I’ve been busy at the computer most of my waking time this weekend, getting stuff done for work.  But I live within walking distance of two nice grocery stores, and Saturday evening after it had cooled down a bit, and then again early this morning, I was able to take a short walk to buy some food.  I also took a brief cigar walk around the neighborhood late last night, when I started getting cabin fever.  It’s a nice neighborhood to stroll around in, when it’s not sweltering.

But my cigar humidor is getting a tad empty.  I toyed briefly this afternoon with the thought of taking a quick drive to my favorite cigar store in Cockeysville and loading up.  So a few moments ago I checked outside to see what the parking situation looks like.  It’s still bad, but not horrible.  I thought it over for a moment.  There were just a few spaces on the street, but later, as guests go back home for the work week, more will probably open up.  But did I want to drive all the way out to Cockeysville just to buy cigars with gas prices being what they are now?  I still have a few good cigars left in the box to tide me over until I need to buy something else out in Cockeysville. 

Now…see what happened?
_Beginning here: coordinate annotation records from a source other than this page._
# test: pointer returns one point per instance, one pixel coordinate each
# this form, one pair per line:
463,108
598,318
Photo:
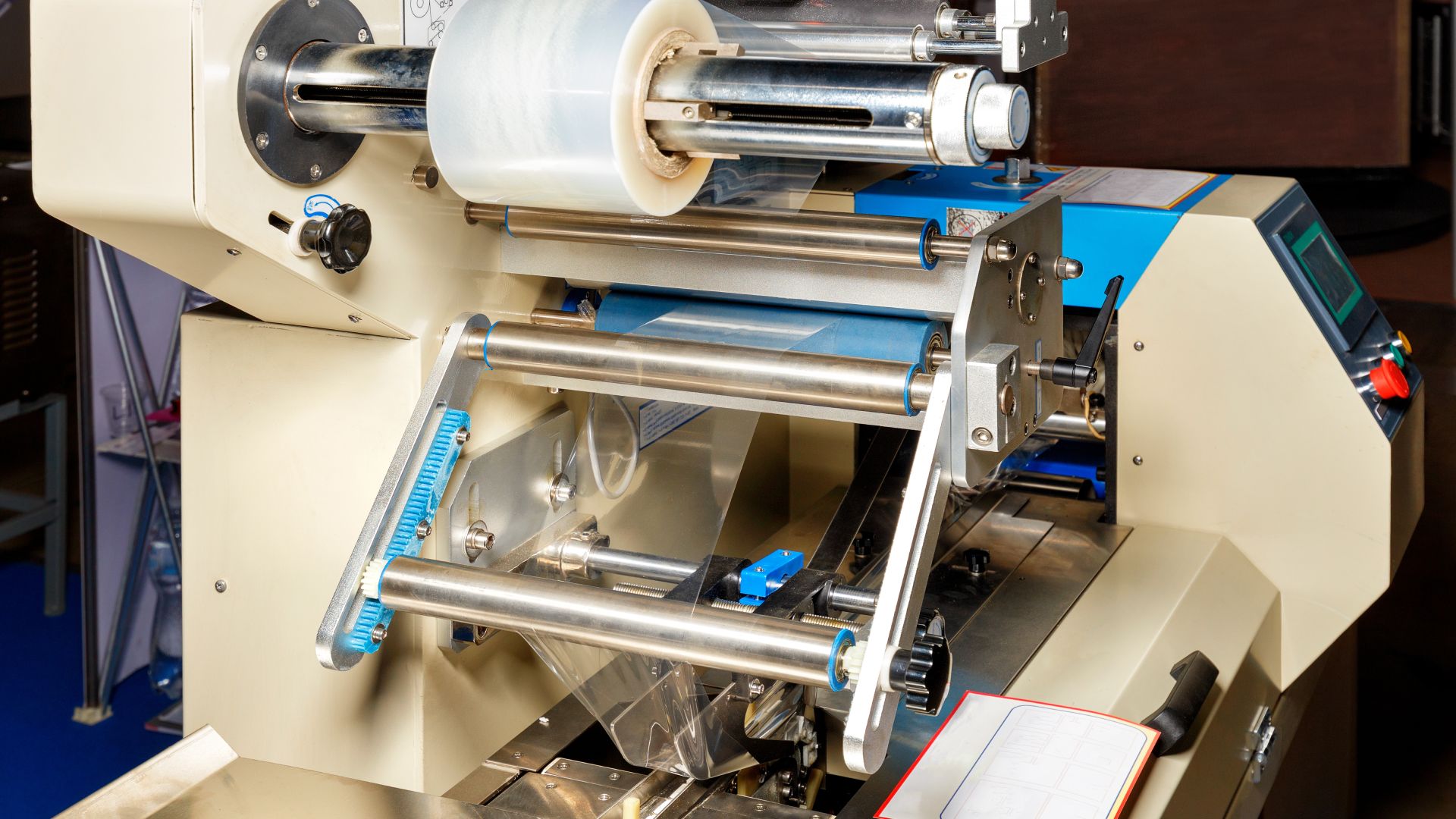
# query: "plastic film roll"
536,102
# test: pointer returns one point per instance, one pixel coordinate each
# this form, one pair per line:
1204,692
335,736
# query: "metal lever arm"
1082,372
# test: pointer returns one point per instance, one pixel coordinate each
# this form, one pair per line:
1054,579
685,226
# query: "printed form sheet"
1001,758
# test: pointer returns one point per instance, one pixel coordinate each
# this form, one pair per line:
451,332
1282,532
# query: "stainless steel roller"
813,379
845,238
673,630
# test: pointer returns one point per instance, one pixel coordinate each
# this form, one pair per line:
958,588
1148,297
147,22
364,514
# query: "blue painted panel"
1109,240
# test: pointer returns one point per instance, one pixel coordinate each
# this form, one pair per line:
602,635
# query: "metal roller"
714,369
845,238
767,648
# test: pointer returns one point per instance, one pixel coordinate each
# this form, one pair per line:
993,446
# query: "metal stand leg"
55,496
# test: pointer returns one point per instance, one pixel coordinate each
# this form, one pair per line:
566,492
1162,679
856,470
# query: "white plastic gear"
855,661
373,576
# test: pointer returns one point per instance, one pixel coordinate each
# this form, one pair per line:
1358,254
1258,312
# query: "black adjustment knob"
924,670
341,240
977,561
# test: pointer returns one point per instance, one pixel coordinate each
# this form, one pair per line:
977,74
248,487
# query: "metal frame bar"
47,510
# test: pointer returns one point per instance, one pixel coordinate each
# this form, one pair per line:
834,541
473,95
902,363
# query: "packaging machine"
667,407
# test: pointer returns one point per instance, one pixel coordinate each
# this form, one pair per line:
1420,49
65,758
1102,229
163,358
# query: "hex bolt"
478,539
425,177
1001,249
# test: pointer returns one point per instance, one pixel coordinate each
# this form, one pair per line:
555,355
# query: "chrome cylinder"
837,382
835,110
359,89
673,630
845,238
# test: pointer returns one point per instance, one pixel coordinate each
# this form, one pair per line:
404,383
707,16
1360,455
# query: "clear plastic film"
560,124
660,479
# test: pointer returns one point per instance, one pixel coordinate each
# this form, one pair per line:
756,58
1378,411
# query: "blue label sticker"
319,206
661,419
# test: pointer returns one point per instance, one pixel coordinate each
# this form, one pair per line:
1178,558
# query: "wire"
592,447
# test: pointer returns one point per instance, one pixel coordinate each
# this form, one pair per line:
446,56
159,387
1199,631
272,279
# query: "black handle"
341,241
1081,373
1193,682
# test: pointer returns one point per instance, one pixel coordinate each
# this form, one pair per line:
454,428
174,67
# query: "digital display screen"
1327,271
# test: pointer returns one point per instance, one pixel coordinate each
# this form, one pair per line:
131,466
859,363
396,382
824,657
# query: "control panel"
1376,356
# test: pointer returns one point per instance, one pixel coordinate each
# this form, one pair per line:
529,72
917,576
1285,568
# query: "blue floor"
47,761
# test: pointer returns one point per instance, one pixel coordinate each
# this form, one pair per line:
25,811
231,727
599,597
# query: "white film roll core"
535,102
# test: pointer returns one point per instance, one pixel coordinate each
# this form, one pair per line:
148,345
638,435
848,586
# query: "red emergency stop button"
1389,382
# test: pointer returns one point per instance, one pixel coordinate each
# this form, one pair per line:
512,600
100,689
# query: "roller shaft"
359,89
813,379
881,241
673,630
672,570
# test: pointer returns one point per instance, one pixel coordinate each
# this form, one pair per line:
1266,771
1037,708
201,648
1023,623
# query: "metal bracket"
450,385
986,331
1031,33
992,398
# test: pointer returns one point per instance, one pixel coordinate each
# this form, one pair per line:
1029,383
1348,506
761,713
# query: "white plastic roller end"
373,576
1002,117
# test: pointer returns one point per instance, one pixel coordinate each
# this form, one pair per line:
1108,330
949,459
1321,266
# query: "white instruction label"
427,19
660,419
1014,760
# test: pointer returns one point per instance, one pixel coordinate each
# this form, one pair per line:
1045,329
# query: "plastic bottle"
166,626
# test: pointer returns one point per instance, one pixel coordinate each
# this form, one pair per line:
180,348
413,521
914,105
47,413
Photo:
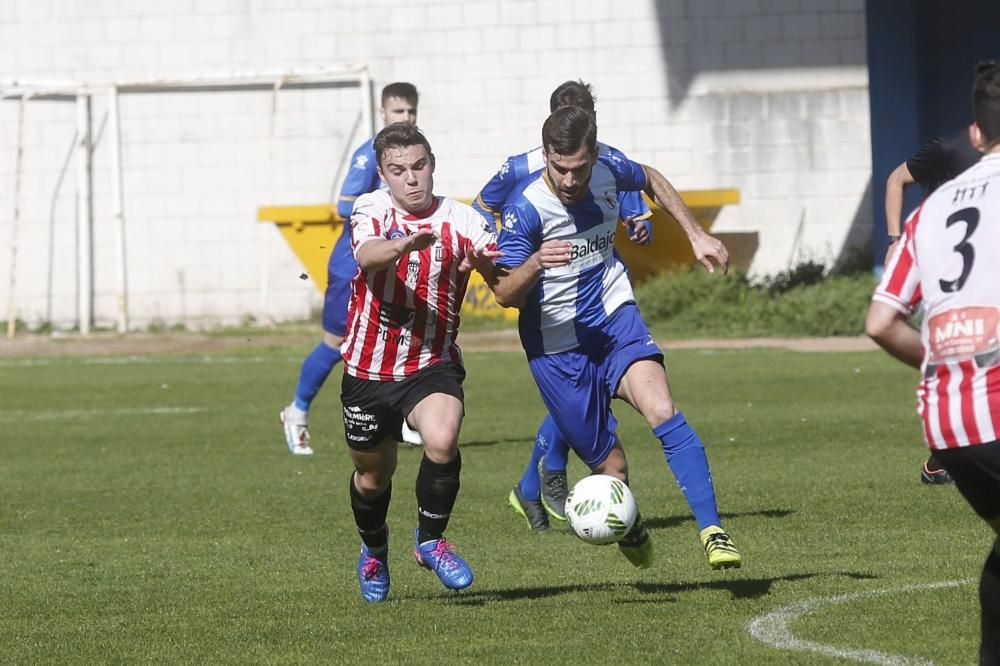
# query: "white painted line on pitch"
49,415
772,628
144,360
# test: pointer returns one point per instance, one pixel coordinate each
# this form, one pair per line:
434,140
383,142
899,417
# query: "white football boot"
296,426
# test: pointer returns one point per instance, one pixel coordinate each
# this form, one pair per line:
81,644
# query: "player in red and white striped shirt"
949,260
414,254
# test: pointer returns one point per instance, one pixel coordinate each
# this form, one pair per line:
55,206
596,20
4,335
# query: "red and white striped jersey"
949,260
405,318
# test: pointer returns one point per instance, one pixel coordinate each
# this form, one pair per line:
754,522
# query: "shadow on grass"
656,522
747,588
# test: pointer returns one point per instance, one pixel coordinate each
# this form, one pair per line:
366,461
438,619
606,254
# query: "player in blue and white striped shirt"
537,496
585,340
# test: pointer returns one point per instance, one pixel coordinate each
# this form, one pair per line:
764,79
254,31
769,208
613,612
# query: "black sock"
989,603
437,488
369,516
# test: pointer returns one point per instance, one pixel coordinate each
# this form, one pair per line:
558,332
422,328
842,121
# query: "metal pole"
85,273
19,156
118,209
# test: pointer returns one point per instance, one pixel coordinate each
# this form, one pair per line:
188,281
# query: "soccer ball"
601,509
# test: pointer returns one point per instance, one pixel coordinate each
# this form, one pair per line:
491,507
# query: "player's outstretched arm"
481,260
889,328
511,286
707,249
380,253
894,186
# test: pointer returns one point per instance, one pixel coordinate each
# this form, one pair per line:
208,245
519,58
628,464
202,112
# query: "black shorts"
374,411
976,471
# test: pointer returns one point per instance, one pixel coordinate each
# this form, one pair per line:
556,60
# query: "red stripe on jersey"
449,264
358,292
420,309
369,345
903,264
394,292
993,396
967,401
944,402
900,271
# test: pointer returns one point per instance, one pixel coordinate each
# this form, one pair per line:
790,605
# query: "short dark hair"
986,101
402,90
400,135
568,129
572,93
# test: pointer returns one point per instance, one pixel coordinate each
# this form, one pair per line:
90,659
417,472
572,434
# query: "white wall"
768,96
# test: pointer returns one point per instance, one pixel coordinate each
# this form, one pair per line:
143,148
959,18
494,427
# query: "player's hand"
640,232
890,252
481,260
708,249
554,253
417,241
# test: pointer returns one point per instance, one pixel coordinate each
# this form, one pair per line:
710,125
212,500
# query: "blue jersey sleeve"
631,204
491,198
362,178
520,233
629,175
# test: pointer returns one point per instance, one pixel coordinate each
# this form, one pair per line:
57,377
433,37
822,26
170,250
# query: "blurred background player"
583,335
949,259
399,104
414,253
938,161
538,495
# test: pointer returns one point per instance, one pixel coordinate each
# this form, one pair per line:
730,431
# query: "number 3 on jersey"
971,218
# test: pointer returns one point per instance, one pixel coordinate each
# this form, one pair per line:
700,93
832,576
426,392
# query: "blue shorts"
335,304
578,385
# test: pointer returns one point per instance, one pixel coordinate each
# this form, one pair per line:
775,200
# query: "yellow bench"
311,231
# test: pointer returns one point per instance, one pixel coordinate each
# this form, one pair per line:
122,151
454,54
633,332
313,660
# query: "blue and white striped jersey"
569,302
362,178
518,167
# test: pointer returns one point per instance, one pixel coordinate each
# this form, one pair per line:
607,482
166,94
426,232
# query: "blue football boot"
440,557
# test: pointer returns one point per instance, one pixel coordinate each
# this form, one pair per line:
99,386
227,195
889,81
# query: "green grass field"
150,513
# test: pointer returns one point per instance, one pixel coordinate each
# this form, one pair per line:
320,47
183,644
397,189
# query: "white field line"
772,628
143,360
50,415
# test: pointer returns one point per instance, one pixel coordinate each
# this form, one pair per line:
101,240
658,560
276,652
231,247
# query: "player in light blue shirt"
399,104
585,340
536,496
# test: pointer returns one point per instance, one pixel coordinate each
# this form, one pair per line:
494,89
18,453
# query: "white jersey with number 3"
949,259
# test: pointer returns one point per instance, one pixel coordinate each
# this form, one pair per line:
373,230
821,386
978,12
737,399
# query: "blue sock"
531,483
557,456
686,456
315,369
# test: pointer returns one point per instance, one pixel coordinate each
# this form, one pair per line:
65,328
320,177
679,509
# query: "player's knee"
440,442
372,484
661,411
333,341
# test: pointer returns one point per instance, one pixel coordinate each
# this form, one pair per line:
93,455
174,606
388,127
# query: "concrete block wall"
768,96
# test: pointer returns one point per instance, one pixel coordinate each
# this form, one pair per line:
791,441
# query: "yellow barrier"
311,231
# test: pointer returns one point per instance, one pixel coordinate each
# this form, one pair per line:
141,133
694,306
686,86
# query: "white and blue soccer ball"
601,509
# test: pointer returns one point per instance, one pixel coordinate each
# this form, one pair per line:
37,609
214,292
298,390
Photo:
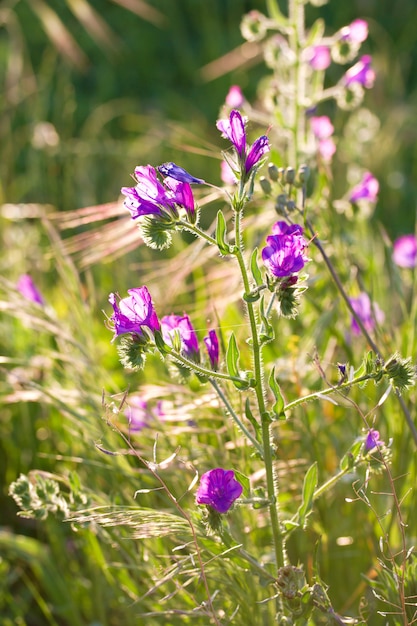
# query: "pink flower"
234,98
219,489
356,32
367,189
360,73
405,251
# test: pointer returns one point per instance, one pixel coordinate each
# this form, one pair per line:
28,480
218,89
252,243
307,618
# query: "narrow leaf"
278,407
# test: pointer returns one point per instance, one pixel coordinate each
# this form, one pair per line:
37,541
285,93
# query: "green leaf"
309,487
252,420
256,272
244,481
221,234
278,407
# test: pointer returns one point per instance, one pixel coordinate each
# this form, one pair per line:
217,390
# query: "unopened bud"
265,185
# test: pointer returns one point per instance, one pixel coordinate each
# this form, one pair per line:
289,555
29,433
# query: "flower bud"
265,185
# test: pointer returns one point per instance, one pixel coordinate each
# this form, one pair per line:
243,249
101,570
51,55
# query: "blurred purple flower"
140,414
356,32
321,126
369,313
367,189
179,173
405,251
372,440
234,130
133,312
318,57
235,98
28,289
361,73
219,489
212,345
285,252
172,324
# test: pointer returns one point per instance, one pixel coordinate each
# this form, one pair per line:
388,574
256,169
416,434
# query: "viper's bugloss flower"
178,173
212,345
140,413
361,73
234,129
134,312
285,253
318,57
372,440
368,312
28,289
218,489
235,98
356,32
367,189
172,325
405,251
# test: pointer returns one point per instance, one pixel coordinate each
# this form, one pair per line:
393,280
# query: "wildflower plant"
281,171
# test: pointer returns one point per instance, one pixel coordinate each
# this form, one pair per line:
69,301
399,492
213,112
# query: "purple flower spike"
219,489
405,251
179,173
361,73
369,313
212,345
259,148
181,324
367,189
131,313
372,440
285,253
28,289
356,32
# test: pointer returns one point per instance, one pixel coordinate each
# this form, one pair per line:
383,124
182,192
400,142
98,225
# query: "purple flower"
355,33
179,173
285,253
372,440
28,289
172,324
234,130
140,414
361,73
405,251
234,98
219,489
367,189
212,345
318,57
369,313
133,312
148,196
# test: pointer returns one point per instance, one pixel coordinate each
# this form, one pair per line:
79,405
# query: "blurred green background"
87,96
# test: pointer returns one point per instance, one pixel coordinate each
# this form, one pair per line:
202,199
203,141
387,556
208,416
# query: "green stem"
272,486
318,394
192,228
235,418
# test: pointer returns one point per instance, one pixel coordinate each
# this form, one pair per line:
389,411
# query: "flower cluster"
285,253
234,129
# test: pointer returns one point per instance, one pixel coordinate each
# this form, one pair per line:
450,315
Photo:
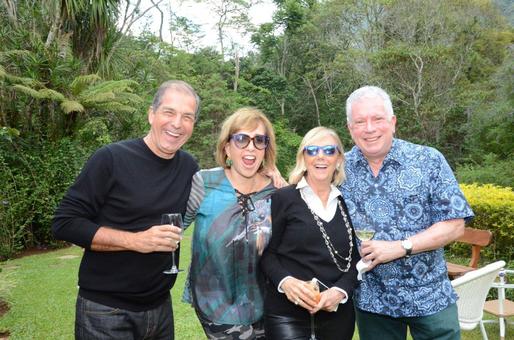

I would probably be on the way home from my favorite cigar store right now, were it not for the price of gasoline.  It is making less and less sense these days to drive somewhere for just one item.  I can walk to two good grocery stores and a handful of drug stores to get most of my day to day necessities.  The things I need to drive outside the beltway to get I now find myself carefully planning out.  Instead of making several trips out there I try to make only one. 

The net result being that car sits in front of my house a lot more then it did when I bought it.  I’m still in new Mercedes love.  I still go outside periodically and just…stare…at that car like I just brought it home.  But you know…I’m finding I appreciate it all the more when I drive it less often.  Driving it has become something of a special occasion now.  The last time I bought gas was almost two weeks ago. 

I doubt I’m the only person making these sorts of calculations because gas has become so expensive.  I’ve noticed now for several weeks that traffic has been much, much lighter on the highways then usual.  Thing is, I haven’t actually started spending less on things like food and other necessities.  I’m holding off until I can combine trips, instead of getting stuff on an as-needed basis.  If that’s what other people are doing, then this isn’t necessarily hurting retail too badly.  On the other hand, I’m not shopping and impulse buying either.  I’m just buying things I need.  That’s probably hurting business.  But the housing bubble burst would have done that without the gas price spike.